Last month I was invited to give a lecture on eco-design at a tertiary institution. As part of the lecture I provided background on why we should even bother to put the eco into design. Among the reasons was to build resilience to the predicted and observed effects of climate change: including increasingly severe weather events.
During the question and answer time a young woman tried to start a debate on climate change rather than ask questions about eco-design. Even before she said that her parents were farmers I could tell because she was parroting the same statements I’ve heard from farmers many times.
I steered the conversation back to eco-design and how a growing number of farmers are using it to their advantage to build resilience to drought and protect themselves financially. There are two primary examples of how this is done: 1) protecting waterways with fencing and plantings of trees and/or shrubs; 2) constructing swales.
Bill Mollison’s quintessential swale.
The young woman challenged these suggestions: “My parents can’t afford to do that.”
“Your parents can’t afford not to,” I replied.
Ask a farmer in California how expensive the current drought is for them.
Predicted and observed impacts of climate change include more frequent and severe droughts as well as more frequent and severe floods. On my farm I am preparing for both and would suspect any prudent, conservative farmer (like me) would do the same.
A recent announcement by the UN climate science panel revealed that there are three areas where extreme weather will have the greatest effects, two of which are particularly pertinent to NZ: farming regions and coastal areas.
Here is a good time to pause and remind readers that I do not beat the drum for carbon reductions or engage in campaigns against cow farts. I am happy for others to do those things. In life we choose our battles and my battle is to try to convince as many people as possible that eco-design is smart design and anything else is wasteful and ignorant.
In recognition of River Week I’d like to focus the rest of this column on ecological water management and specifically what I call “Thinking like a swale.” A swale is an earthen berm that runs perpendicular to slope. It is perfectly level and therefore does not drain like a ditch.
Garden built as a series of swales.
A swale catches water in times of abundance and stores it in the earth. Instead of running off a property during heavy rains and adding to flooding, the water is held on the property in a giant underground ‘water tank.’ This stored water can be called upon in times of drought either from springs that form lower on the property or by the deep roots of certain trees whose foliage can be fed to stock.
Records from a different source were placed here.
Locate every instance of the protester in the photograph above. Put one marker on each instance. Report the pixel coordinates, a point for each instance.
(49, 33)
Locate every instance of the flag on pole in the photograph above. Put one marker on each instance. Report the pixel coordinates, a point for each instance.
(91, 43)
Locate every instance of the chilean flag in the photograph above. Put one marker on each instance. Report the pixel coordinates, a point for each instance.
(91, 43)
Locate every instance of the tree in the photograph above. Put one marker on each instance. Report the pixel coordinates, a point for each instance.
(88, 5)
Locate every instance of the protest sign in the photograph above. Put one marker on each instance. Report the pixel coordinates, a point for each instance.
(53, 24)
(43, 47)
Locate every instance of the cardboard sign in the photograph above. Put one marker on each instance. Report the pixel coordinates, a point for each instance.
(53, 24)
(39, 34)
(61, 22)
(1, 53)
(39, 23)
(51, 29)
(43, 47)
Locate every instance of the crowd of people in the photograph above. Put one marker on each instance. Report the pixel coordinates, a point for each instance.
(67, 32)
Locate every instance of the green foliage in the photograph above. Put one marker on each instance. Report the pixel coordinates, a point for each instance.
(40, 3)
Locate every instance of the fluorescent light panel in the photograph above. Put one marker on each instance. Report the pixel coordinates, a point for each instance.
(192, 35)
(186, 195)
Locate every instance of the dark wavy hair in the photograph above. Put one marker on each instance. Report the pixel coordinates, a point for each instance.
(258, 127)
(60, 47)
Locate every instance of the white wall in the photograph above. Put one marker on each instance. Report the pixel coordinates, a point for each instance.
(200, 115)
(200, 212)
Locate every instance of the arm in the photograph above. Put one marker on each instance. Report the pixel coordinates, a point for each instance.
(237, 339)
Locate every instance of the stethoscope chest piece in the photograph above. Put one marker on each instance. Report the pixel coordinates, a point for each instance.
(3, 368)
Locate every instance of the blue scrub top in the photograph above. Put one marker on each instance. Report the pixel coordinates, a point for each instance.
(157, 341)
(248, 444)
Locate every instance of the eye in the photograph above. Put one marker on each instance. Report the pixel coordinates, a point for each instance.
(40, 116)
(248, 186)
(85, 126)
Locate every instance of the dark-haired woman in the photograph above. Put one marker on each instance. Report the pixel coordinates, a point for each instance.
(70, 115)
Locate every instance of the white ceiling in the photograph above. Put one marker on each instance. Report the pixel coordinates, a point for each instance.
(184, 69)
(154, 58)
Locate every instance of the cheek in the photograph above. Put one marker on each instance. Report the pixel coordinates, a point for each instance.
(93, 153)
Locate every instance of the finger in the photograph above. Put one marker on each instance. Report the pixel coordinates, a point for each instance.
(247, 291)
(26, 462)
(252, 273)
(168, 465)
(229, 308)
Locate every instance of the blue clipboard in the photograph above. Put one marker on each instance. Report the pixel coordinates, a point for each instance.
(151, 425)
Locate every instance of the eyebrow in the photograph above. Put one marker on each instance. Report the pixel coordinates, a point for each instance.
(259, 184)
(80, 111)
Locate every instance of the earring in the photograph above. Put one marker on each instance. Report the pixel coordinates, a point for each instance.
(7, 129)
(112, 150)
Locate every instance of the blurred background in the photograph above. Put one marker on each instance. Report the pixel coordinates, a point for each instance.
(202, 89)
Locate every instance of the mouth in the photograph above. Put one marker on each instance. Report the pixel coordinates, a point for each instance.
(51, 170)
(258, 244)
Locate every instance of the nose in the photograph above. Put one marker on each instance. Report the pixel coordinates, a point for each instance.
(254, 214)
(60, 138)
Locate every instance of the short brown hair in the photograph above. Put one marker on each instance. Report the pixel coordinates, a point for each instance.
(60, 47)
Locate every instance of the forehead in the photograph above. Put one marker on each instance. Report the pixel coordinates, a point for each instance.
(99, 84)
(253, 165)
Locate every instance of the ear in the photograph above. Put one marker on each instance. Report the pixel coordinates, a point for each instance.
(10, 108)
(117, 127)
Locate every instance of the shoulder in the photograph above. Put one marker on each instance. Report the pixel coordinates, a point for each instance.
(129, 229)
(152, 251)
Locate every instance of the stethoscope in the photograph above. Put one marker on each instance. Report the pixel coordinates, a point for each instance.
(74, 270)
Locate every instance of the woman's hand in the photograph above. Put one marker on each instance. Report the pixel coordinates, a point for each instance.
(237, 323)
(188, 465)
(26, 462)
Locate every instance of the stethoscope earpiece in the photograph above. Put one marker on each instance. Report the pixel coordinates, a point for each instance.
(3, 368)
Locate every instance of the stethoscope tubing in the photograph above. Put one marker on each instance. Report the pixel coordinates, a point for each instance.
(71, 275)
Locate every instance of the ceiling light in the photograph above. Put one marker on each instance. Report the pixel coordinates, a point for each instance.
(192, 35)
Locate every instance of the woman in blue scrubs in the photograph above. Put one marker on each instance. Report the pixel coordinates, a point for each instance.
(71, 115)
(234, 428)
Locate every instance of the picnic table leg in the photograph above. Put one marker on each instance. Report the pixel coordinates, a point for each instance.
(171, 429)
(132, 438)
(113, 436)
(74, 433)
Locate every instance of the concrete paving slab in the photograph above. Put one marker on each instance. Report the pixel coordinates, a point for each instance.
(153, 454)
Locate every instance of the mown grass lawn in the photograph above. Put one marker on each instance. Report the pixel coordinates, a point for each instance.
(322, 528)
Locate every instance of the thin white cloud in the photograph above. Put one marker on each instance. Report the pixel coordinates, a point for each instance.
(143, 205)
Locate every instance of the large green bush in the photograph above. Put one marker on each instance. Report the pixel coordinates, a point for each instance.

In these ways a swale works like a bank account. Deposits are made in times of abundance and withdrawals are made in times of scarcity.
But “thinking like a swale” is not limited to water management. This type thinking relates directly to passive solar design: excess sunlight energy is collected and stored during the day in thermal mass and released at night as the indoor temperature drops.
What is easily the coolest example of thinking like a swale that I have come across recently is a project undertaken by my friend Sonam Wangchuk, an eco-design engineer and education reformer in Ladakh, India. As a way to develop resilience to the effects of climate change and protect the people of Ladakh, Wangchuk has used eco-design thinking and natural energy flows to develop a working model of a seasonal artificial glacier.
Prototype Ice Stupa
The ingenious artificial glacier, nicknamed the “Ice Stupa,” takes excess winter stream water and freezes it into a giant mound using gravity and the natural sub-zero temperatures of the Trans-Himalaya. In springtime when water is most needed by farmers to germinate their seed in the fields the Ice Stupa provides early meltwater before the higher glaciers begin thawing in early summer.